Nicolas Rieul réagit aux propos d’Apple repris par la presse depuis mercredi dernier. "Il est temps qu’Apple arrête de faire du privacy washing, en forçant le discours sur le caractère protecteur d’ATT qui en réalité est un outil qui renforce sa position dominante sur le marché de la publicité in-app. Nos institutions fonctionnent parfaitement bien. Elles ont condamné Apple à la fois sur le front de l’abus de position dominante et sur celui de la privacy", déclare-t-il au Journal du Net en rappelant la décision de la Cnil de sanctionner Apple d’une amende de 8 millions d’euros le 29 décembre 2022 pour avoir imposé des traceurs publicitaires aux utilisateurs d’iPhone en France, sans consentement explicite de ces derniers sur la version 14.6 de l’OS, une décision confirmée le 15 octobre dernier par le Conseil d’Etat, qui ce faisant a rejeté le recours d’Apple.
Le jugement de l’Autorité de la concurrence portait sur les modalités concrètes de mise en œuvre du dispositif ATT. L’Autorité avait déclaré avoir "constaté que les modalités de mise en œuvre concrètes de ce dispositif sont abusives au sens du droit de la concurrence, notamment, en ce qu'elles compliquent artificiellement le parcours des utilisateurs d'applications tierces et faussent la neutralité du dispositif au détriment des petits éditeurs se finançant par la publicité". L’autorité française considère que le dispositif ATT n’est même pas nécessaire, "dans la mesure où il ne permet pas le recueil d’un consentement valable au regard du droit applicable tel qu’il résulte, notamment de la loi Informatique et Libertés".
Surtout, en considérant que ATT vient s’ajouter aux fenêtres de consentement que les éditeurs d’applications sont déjà obligés de présenter aux utilisateurs au titre du RGPD, l’autorité française confirme un des principaux arguments des auteurs de la plainte.
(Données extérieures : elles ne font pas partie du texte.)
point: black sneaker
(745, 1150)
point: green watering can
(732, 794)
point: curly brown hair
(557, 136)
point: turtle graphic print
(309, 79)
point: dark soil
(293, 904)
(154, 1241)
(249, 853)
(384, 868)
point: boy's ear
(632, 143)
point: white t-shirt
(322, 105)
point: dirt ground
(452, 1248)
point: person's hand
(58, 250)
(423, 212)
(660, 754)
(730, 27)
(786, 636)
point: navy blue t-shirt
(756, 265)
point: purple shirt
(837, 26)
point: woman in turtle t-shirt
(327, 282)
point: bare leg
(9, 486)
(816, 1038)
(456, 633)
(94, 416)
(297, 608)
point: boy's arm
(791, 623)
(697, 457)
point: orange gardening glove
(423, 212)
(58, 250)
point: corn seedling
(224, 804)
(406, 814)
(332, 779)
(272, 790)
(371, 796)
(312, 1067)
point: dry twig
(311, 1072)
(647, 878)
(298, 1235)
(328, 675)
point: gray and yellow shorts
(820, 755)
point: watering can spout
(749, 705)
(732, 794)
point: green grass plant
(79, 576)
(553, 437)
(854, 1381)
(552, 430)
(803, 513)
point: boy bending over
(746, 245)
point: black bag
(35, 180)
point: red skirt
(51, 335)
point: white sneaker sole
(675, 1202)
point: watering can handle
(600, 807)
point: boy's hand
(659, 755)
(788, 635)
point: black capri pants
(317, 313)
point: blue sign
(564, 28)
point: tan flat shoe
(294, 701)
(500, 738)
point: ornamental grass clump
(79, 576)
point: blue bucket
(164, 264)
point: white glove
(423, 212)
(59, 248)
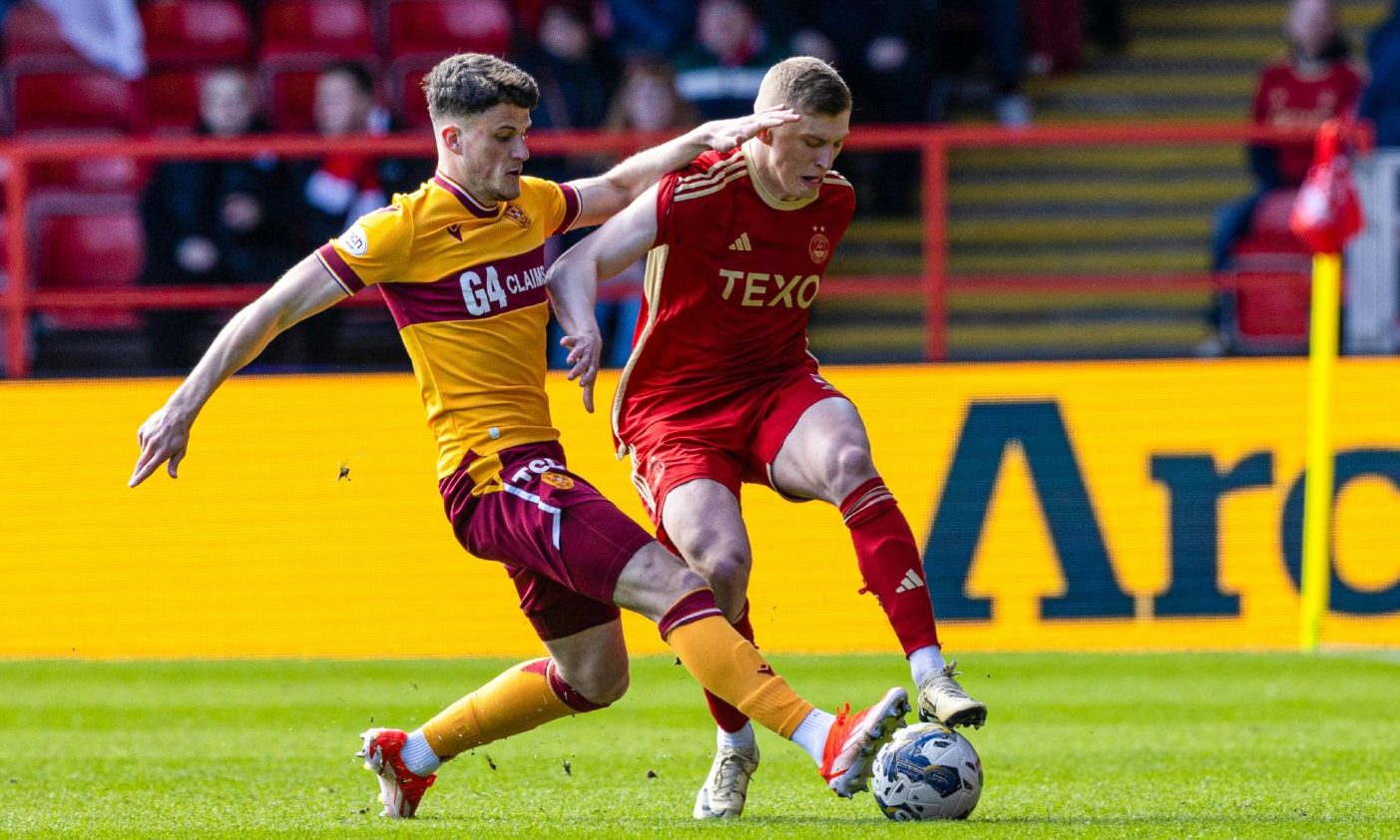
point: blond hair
(804, 83)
Pour ces derniers, depuis ATT, l’autorisation ou le refus du traceur publicitaire (IDFA) doit se faire au moment du téléchargement de l'application ou en cas de changement de device avec un texte standard jugé anxiogène ne favorisant pas de changement d'avis et surtout en venant s'ajouter au recueil du consentement déjà imposé par le RGPD et la directive e-Privacy. Un changement à l’origine d'une baisse de 50% des revenus publicitaires des éditeurs d'applications sur iOS, selon les estimations du marché.